3. Data Mining in the Real World
Although data mining is still in its infancy, organizations working in a wide range of
environments - including retail, finance, heath care, manufacturing, transportation, education, natural
resource planning and aerospace - are already using data mining tools and techniques to take advantage of
historical data. By using pattern recognition technologies and statistical and mathematical techniques to sift
through warehoused information, data mining helps analysts recognize significant facts, relationships,
trends, patterns, exceptions and anomalies that might otherwise go unnoticed. We now site some data
mining applications in operation in various fields:
3.2.4 Education
The education domain offers many interesting and challenging applications for data mining. First, an
educational institution often has many diverse and varied sources of information. There are the traditional
databases (e.g. students’ information, teachers’ information, class and schedule information, alumni
information), online information (online web pages and course content pages) and more recently,
multimedia databases. Second, there are many diverse interest groups in the educational domain that give
rise to many interesting mining requirements. For example, the administrators may wish to find out
information such as admission requirements and to predict the class enrollment size for timetabling. The
students may wish to know how best to select courses based on prediction of how well they will perform in
the courses selected. The alumni office may need to know how best to perform target mailing so as to
achieve the best effort in reaching out to those alumni that are likely to respond. All these applications not
only contribute towards the education institute delivering a better quality education experience, but also aid
the institution in running its administrative tasks. With so much information and so many diverse needs, it
is foreseeable that an integrated data mining system that is able to cater for the special needs of an
education institution will be in great demand particularly in the 21st century.
4. Conclusion
Data mining challenges the long standing viewpoint that computers and internet do bring information but
not knowledge. In the new millennium, competitive enterprises will be mining their data with sophisticated
data mining tools to find and attract the best customers, to improve and enhance their product offerings, to
maximize operating efficiency and to cut costs and improve customer satisfaction. With time and resources
in short supply, data mining software will help enterprises maximize resources to remain competitive.

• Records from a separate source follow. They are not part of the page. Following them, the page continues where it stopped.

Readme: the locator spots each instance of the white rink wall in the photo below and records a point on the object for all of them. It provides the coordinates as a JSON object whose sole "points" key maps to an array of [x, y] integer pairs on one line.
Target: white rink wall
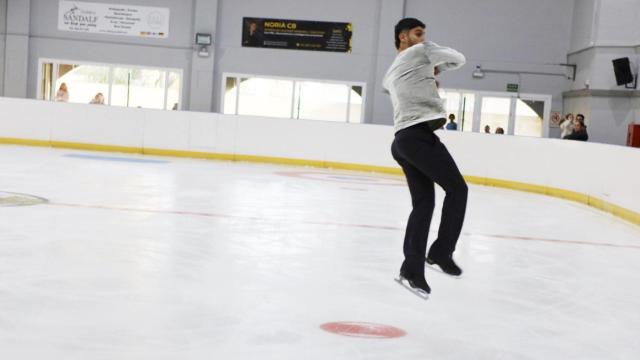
{"points": [[605, 172]]}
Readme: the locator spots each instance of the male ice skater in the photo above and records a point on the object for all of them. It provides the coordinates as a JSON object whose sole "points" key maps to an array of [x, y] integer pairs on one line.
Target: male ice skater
{"points": [[418, 112]]}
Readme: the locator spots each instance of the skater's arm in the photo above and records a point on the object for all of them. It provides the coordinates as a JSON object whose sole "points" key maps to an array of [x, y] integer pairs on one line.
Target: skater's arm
{"points": [[444, 58]]}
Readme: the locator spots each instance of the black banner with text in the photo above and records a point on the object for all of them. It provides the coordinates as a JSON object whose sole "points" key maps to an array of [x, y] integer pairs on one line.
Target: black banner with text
{"points": [[297, 35]]}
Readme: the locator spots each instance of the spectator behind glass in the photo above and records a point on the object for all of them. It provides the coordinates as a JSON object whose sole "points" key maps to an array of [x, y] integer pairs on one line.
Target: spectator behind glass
{"points": [[566, 125], [98, 99], [579, 131], [63, 94], [452, 123]]}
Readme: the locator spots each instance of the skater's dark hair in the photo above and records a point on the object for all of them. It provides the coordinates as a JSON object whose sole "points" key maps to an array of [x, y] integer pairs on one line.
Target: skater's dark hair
{"points": [[406, 24]]}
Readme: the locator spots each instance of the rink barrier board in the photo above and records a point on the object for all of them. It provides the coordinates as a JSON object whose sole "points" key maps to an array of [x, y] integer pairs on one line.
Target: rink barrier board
{"points": [[602, 205]]}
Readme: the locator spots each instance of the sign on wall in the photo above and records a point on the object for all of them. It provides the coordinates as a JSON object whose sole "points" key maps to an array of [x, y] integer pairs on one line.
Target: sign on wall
{"points": [[113, 19], [297, 35], [556, 117]]}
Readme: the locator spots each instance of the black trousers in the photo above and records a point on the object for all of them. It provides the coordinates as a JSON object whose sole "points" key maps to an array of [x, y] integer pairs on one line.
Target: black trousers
{"points": [[425, 161]]}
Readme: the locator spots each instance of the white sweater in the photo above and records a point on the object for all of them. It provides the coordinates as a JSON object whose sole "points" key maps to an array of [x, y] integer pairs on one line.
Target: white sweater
{"points": [[411, 83]]}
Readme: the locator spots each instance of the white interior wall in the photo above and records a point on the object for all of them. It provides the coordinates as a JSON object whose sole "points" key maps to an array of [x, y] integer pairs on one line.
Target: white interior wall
{"points": [[606, 172]]}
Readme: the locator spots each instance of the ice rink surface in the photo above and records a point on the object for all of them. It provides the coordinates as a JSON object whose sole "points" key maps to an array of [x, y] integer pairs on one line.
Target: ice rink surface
{"points": [[110, 256]]}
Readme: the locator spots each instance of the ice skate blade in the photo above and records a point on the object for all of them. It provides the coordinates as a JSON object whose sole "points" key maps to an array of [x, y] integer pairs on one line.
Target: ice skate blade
{"points": [[417, 292], [436, 268]]}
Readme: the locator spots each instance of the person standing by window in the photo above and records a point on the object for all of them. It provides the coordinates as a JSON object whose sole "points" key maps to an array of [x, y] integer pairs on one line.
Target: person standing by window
{"points": [[63, 93]]}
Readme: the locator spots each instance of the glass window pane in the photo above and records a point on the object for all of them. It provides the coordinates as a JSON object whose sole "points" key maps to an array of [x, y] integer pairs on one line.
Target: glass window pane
{"points": [[83, 83], [142, 88], [146, 89], [495, 114], [452, 106], [266, 97], [468, 103], [322, 101], [230, 96], [529, 118], [173, 91], [120, 87], [355, 111], [47, 81]]}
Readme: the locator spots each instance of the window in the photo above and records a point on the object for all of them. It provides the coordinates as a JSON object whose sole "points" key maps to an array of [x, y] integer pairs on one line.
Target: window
{"points": [[529, 118], [495, 113], [516, 114], [127, 86], [292, 98]]}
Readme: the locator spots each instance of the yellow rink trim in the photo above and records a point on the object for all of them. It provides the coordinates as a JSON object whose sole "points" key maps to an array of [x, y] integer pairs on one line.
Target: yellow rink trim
{"points": [[618, 211]]}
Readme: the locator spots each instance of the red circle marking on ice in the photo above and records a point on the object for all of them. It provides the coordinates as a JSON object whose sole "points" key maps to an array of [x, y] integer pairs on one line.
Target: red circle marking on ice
{"points": [[363, 330]]}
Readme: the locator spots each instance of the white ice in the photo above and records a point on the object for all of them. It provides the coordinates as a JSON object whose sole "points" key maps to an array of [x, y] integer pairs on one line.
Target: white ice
{"points": [[194, 259]]}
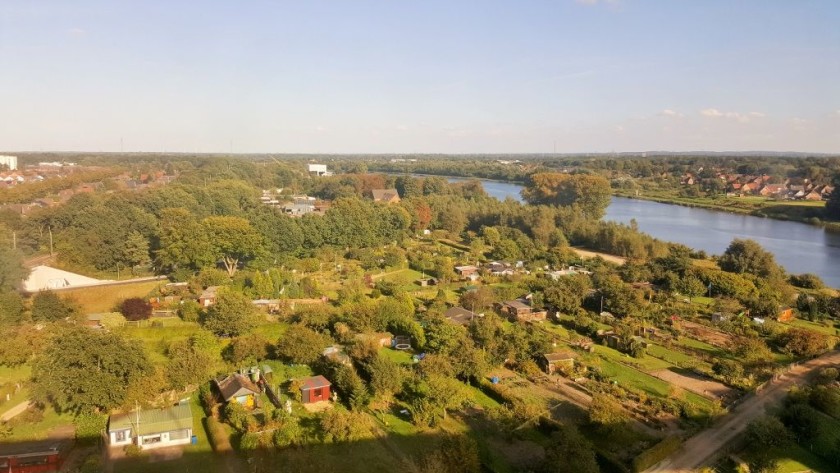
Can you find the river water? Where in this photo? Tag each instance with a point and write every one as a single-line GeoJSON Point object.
{"type": "Point", "coordinates": [798, 247]}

In the short-term, the results of data mining will be in profitable, if mundane, business related areas. Micro-
marketing campaigns will explore new niches. Advertising will target potential customers with new
precision.
In the medium term, data mining may be as common and easy to use as e-mail. We may use these tools to
find the best airfare to New York, root out a phone number of a long-lost classmate, or find the best prices
on lawn mowers.
The long-term prospects are truly exciting. Imagine intelligent agents turned loose on medical research
data or on sub-atomic particle data. Computers may reveal new treatments for diseases or new insights into
the nature of the universe.
Thus we see that with the advancements and deployment of sophisticated data mining tools, computers can
think bringing knowledge to our desktops.
Reference:
[1]. A Characterization of Data Mining Technologies and processes, Information Discovery Inc.
[2]. Inmon, W.H. Building the Data Warehouse, New York: John Wiley & Sons, 1993
[3]. Data mining and Knowledge discovery in databases: Usama Fayyad, Ramasami Uthurusami.
[4]. http://www.dmreview.com
[5]. Liebowitz, Jay “The Handbook of Applied Expert Systems”, CRC Press.